Bonnie’s face beamed at me. She’d taken the picture, had chosen her ringtone and programmed her number. Then she’d shoved the phone into my hand and told me not to be a reclusive loser.
I pressed my thumb to the screen and brought the phone to my ear. ‘Hello, Bon?—’
‘Have you been ignoring your phone again?’
I winced, her tone enough to cow me across the distance separating us. ‘I always answer when you call.’
‘Callum, you’re a fucking caveman and you have absolutely brought this on yourself.’
Dread prickled in my stomach. ‘Brought what on myself?’
‘If you’d read any of my numerous texts over the last few weeks, you’d know a student botanist was applying for funding to study the undisturbed flora on the island for three months. If you’d bothered to check in, you’d know I thought the best idea, when he was ready to come over, was if he stayed in the mountains. If you looked at your phone like a vaguely normal member of society, you would know his funding was approved yesterday and he arrived on the island this afternoon.’
My brain struggled with the sudden influx of information. I didn’t talk to other people much and it always took a few moments to readjust. Especially when it was Bonnie, and she was berating me.
‘How does any of that affect me?’ I asked, hoping against hope that for once in my life I’d gotten lucky and an avalanche of crap wasn’t about to land on me.
‘Oh, it affects you very much, my baby brother,’ Bonnie sneered. I could imagine her teeth flashing. If I was in reaching distance, she would have pulled me into a headlock. Her affection was always dealt out violently.
‘Please don’t say he’s staying here,’ I whined. That was the logical conclusion to everything she’d said. If someone wanted to study flora, then they needed to get awayfrom the village, and there was only one habitable place to stay up away from everyone else.
‘No can do, Cally.’ Now I could imagine a look of barely contained glee on my sister’s face. ‘Consider this punishment for blowing me off the last million times I invited you over.’
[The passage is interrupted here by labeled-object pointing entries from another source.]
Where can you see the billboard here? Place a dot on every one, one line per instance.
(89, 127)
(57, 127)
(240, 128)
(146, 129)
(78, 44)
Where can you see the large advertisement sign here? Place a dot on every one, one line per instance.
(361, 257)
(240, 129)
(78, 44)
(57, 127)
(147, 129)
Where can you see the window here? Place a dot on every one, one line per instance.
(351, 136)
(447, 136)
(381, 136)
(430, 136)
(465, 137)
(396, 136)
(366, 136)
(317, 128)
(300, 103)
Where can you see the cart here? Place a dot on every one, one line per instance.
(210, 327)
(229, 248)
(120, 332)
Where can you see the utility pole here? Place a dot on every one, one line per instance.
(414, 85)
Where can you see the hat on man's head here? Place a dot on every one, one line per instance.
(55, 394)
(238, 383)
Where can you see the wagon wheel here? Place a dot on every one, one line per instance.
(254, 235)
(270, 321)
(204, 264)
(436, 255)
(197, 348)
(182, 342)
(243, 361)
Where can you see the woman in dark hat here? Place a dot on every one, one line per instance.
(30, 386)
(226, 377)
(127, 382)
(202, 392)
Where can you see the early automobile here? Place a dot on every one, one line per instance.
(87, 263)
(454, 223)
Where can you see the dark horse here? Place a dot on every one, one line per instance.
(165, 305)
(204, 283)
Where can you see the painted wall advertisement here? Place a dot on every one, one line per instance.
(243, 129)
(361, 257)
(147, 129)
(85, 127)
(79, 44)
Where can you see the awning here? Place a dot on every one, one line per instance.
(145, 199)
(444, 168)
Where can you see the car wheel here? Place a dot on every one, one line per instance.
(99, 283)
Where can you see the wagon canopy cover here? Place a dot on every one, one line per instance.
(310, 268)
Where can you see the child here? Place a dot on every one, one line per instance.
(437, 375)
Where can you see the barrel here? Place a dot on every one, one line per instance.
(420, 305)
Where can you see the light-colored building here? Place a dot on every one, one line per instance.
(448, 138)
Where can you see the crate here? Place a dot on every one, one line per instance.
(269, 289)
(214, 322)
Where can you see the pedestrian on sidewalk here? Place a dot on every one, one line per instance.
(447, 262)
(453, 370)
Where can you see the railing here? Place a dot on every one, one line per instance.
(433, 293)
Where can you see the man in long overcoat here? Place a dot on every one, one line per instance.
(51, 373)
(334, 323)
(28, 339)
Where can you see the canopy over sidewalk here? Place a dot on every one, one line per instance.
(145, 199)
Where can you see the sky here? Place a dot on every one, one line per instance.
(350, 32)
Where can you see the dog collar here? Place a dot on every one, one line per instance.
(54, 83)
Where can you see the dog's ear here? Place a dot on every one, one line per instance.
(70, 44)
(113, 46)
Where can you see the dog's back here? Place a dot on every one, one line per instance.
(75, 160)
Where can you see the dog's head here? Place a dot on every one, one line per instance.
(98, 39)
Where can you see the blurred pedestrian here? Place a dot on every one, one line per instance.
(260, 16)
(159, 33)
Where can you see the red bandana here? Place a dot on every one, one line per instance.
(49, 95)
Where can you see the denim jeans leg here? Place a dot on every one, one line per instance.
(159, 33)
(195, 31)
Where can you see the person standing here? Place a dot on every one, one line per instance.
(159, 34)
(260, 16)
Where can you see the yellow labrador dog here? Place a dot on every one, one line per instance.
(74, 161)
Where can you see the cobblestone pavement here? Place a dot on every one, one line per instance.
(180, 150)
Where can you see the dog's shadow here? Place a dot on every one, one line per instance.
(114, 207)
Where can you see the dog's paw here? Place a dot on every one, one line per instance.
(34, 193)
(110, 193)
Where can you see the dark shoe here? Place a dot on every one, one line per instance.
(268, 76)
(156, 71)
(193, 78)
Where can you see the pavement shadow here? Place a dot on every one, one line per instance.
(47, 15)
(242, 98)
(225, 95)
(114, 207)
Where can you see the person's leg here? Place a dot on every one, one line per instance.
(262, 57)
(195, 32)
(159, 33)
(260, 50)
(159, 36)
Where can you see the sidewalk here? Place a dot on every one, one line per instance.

Shame warmed my face. Bonnie hadn’t ordered me to come down, so there was no compulsion to join her and her husband in their cottage. I’d been able to ignore her summons, again and again and again. I’d assumed she would stop asking, not that she would devise a new and creative way to torture me.
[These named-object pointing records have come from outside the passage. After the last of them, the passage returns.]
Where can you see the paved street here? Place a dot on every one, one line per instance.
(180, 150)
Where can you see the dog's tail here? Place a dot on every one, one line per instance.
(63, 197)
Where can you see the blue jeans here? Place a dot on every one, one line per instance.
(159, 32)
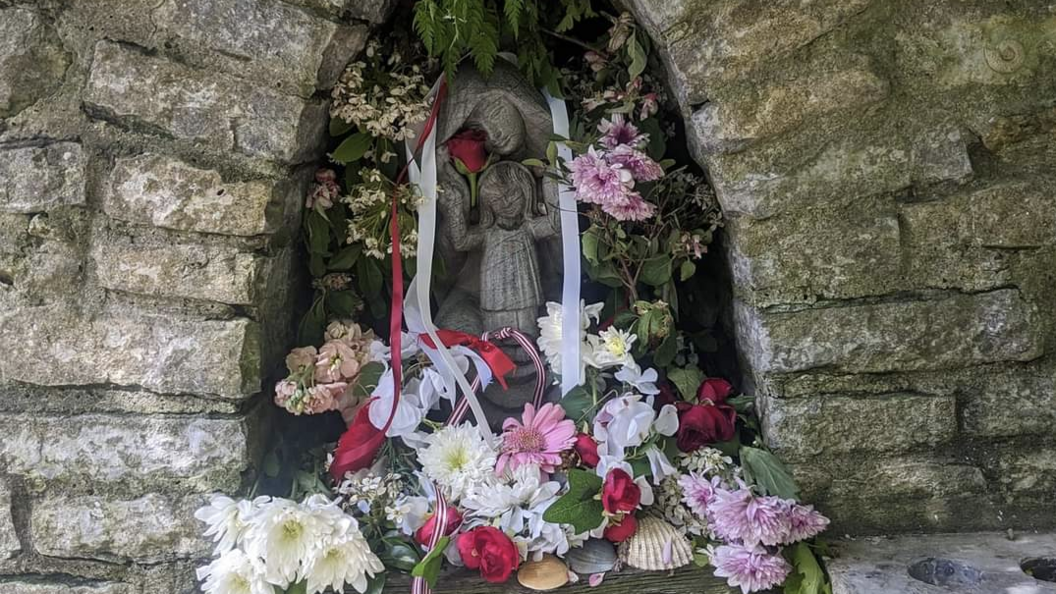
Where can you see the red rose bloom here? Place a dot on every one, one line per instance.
(425, 534)
(490, 551)
(468, 147)
(700, 425)
(587, 448)
(358, 446)
(621, 531)
(619, 493)
(714, 390)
‘When will he get here?’ I ground out. The living situation Bonnie had arranged wouldn’t work, but I wasn’t about to take that out on this poor flower man. He couldn’t have known the mess he was walking into when he asked to study the flora of our island.
‘No clue. Hopefully soon.’
I frowned. ‘How do you not know?’
‘Another of the times when you acting like a functioning member of the pack would be handy is you occasionally coming down to the village at times other than when you have to restock your essential supplies. Then you could have told me there was a rockfall on the road.’
‘Bonnie, did you leave him to make his way up here on his own?’ I asked slowly.
‘Yup.’ She did that annoying popping thing at the end of the word like she always did when she was feeling particularly smug.
‘Is it snowing in the village?’
‘No,’ Bonnie said. I waited for it. ‘Oh, shit.’
‘Yeah.’ I strode out of my bedroom and towards where I’dshucked off my boots moments before. ‘Where did you leave him?’
‘About a mile or so from you.’ Bonnie’s words crashed into one another. ‘I thought he would be fine. Apart from the rocks, the road is good. He only has a couple of bags and I thought he’d get to you while I came back to organise people to clear the road.’
‘He’s human?’ I tugged on my boots.
‘Yes,’ Bonnie said, her voice weak. ‘Hold on.’
I set the phone down while I tied my laces.
‘Okay,’ Bonnie said as I raised the phone back to my ear. ‘His heartbeat is fine. A little fast, but nothing to indicate he’s in real trouble or anything. Just go out there and get him before he turns into an icicle.’
‘Lovely as always to talk to you.’ I lowered the phone and shoved my thumb at the button to disconnect the call.
Throwing it in the vague direction of my sofa, I yanked the cabin door open and nudged the friendly goat waiting on the doorstep out of the way. A thick flurry of snow tickled my face.